As a note, filtering over matrix may seem stupid but computers are fast and the problem is O(1) since it is 9x9.
Need java function to find the longest duplicate substring in a string
For instance, if the input is “banana”,output should be "ana" and we have count the number of times it has appeared in this case it is 2.
The solution is as below
public class Test{
public static void main(String[] args){
System.out.println(findLongestSubstring("i like ike"));
System.out.println(findLongestSubstring("madam i'm adam"));
System.out.println(findLongestSubstring("When life hands you lemonade, make lemons"));
System.out.println(findLongestSubstring("banana"));
}
public static String findLongestSubstring(String value) {
String[] strings = new String[value.length()];
String longestSub = "";
//strip off a character, add new string to array
for(int i = 0; i < value.length(); i++){
strings[i] = new String(value.substring(i));
}
//debug/visualization
//before sort
for(int i = 0; i < strings.length; i++){
System.out.println(strings[i]);
}
Arrays.sort(strings);
System.out.println();
//debug/visualization
//after sort
for(int i = 0; i < strings.length; i++){
System.out.println(strings[i]);
}
Vector<String> possibles = new Vector<String>();
String temp = "";
int curLength = 0, longestSoFar = 0;
/*
* now that the array is sorted compare the letters
* of the current index to those above, continue until
* you no longer have a match, check length and add
* it to the vector of possibilities
*/
for(int i = 1; i < strings.length; i++){
for(int j = 0; j < strings[i-1].length(); j++){
if (strings[i-1].charAt(j) != strings[i].charAt(j)){
break;
}
else{
temp += strings[i-1].charAt(j);
curLength++;
}
}
//this could alleviate the need for a vector
//since only the first and subsequent longest
//would be added; vector kept for simplicity
if (curLength >= longestSoFar){
longestSoFar = curLength;
possibles.add(temp);
}
temp = "";
curLength = 0;
}
System.out.println("Longest string length from possibles: " + longestSoFar);
//iterate through the vector to find the longest one
int max = 0;
for(int i = 0; i < possibles.size();i++){
//debug/visualization
System.out.println(possibles.elementAt(i));
if (possibles.elementAt(i).length() > max){
max = possibles.elementAt(i).length();
longestSub = possibles.elementAt(i);
}
}
System.out.println();
//concerned with whitespace up until this point
// "lemon" not " lemon" for example
return longestSub.trim();
}
}
This is a common CS problem with a dynamic programming solution.
Edit (for lijie):
You are technically correct -- this is not the exact same problem.
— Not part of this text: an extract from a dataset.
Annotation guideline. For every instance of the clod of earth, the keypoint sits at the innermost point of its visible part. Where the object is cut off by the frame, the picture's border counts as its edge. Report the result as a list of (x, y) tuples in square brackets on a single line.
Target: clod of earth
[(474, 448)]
However this does not make the link above irrelevant and the same approach (w.r.t. dynamic programming in particular) can be used if both strings provided are the same -- only one modification needs to be made: don't consider the case along the diagonal. Or, as others have pointed out (e.g. LaGrandMere), use a suffix tree (also found in the above link).
Edit (for Deepak):
A Java implementation of the Longest Common Substring (using dynamic programming) can be found here. Note that you will need to modify it to ignore "the diagonal" (look at the Wikipedia diagram) or the longest common string will be itself!
In Java : Suffix Tree.
Thanks to the ones that have found how to solve it, I didn't know.